高齢者では、副作用が現れやすいので、少量から投与を開始するなど患者の状態を観察しながら慎重に投与する。

(妊婦・産婦・授乳婦等への投与)

  1. 出産予定日12週以内の妊婦には投与しない[妊娠期間延長、動脈管早期閉鎖、子宮収縮抑制、分娩時出血増加につながる恐れがある。海外での大規模な疫学調査では、妊娠中のアスピリン服用と先天異常児出産の因果関係は否定的であるが、長期連用した場合は、母体の貧血、産前産後出血、分娩時間延長、難産、死産、新生児の体重減少・死亡などの危険が高くなる恐れを否定できないとの報告がある。また、ヒトで妊娠末期に投与された患者及びその新生児に出血異常が現れたとの報告があり、更に、妊娠末期のラットに投与した実験で、弱い胎仔動脈管収縮が報告されている]。

  2. 妊婦(但し出産予定日12週以内の妊婦は除く)又は妊娠している可能性のある婦人には、治療上の有益性が危険性を上回ると判断される場合にのみ投与する[動物実験(ラット)で催奇形性作用が現れたとの報告があり、妊娠期間延長、過期産につながる恐れがある]。

  3. 授乳中の婦人には本剤投与中は授乳を避けさせる[母乳中へ移行することが報告されている]。

(小児等への投与)

  1. 解熱・鎮痛及び抗炎症剤として用いる場合:低出生体重児、新生児、乳児、幼児又は小児には副作用の発現に特に注意し、必要最小限の使用にとどめるなど慎重に投与する[小児等に対する安全性は確立していない]。

  2. 小児等では、副作用が現れやすいので、患者の状態を観察しながら慎重に投与する。

    川崎病の小児等の治療において、肝機能障害の報告があるので適宜肝機能検査を行い、注意する。

  3. 15歳未満の水痘、15歳未満のインフルエンザの患者に投与しないことを原則とするが、やむを得ず投与する場合には、慎重に投与し、投与後の患者の状態を十分に観察する。

  4. 本剤投与中の15歳未満の川崎病の患者が水痘、インフルエンザを発症した場合には、投与を中断することを原則とするが、やむを得ず投与を継続する場合には、慎重に投与し、投与後の患者の状態を十分に観察する。

(過量投与)

  1. 過量投与時の徴候と症状:耳鳴、眩暈、頭痛、悪心・嘔吐、消化管出血・消化管潰瘍、難聴、軽度の頻呼吸等の初期症状から血中濃度の上昇に伴い、重度過呼吸、呼吸性アルカローシス、代謝性アシドーシス等の酸塩基平衡障害、痙攣、昏睡等の中枢神経系障害、心血管虚脱、呼吸不全等が認められる。

  2. 過量投与時の処置:催吐、胃洗浄を行い、その上で活性炭や下剤を投与し、ブドウ糖輸液などにより体液と電解質のバランスの維持を図る。過量投与時の小児の高熱には、スポンジ浴を行う。過量投与時、炭酸水素ナトリウムの静脈注射などによりアシドーシスを補正すると共に尿のアルカリ化を図る(重篤な場合、血液透析、腹膜灌流などを考慮する)。

(適用上の注意)

服用時:本剤は空腹時の投与は避けることが望ましい。

(その他の注意)

  1. In vitroの試験において、アスピリン等のグルクロン酸抱合により代謝される薬剤が抗ウイルス剤(ジドブジン)のグルクロン酸抱合を阻害したとの報告がある。

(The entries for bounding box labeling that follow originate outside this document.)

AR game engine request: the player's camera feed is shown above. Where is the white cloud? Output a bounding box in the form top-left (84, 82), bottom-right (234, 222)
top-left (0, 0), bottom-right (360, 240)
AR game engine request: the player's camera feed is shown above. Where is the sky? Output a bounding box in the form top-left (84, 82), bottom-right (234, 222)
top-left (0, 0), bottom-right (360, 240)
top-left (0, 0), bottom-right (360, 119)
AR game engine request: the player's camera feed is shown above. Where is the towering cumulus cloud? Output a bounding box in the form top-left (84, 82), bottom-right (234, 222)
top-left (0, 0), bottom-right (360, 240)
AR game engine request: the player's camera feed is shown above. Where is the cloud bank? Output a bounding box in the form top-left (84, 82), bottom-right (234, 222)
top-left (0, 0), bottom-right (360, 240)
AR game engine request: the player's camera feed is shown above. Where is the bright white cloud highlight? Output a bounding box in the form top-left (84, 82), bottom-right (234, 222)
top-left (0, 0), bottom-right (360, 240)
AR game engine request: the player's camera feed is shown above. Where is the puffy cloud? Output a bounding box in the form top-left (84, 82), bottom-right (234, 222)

  2. 非ステロイド性消炎鎮痛剤を長期間投与されている女性において一時的不妊が認められたとの報告がある。

(取扱上の注意)

  1. 本剤は吸湿によって脱アセチル化がおこり、この際生じる酢酸が更に変化を促進するので、乾燥をよほど厳密にしないとびん等気密容器にたくわえることはかえってよくない。

  2. 湿った空気中で徐々に分解するので注意する。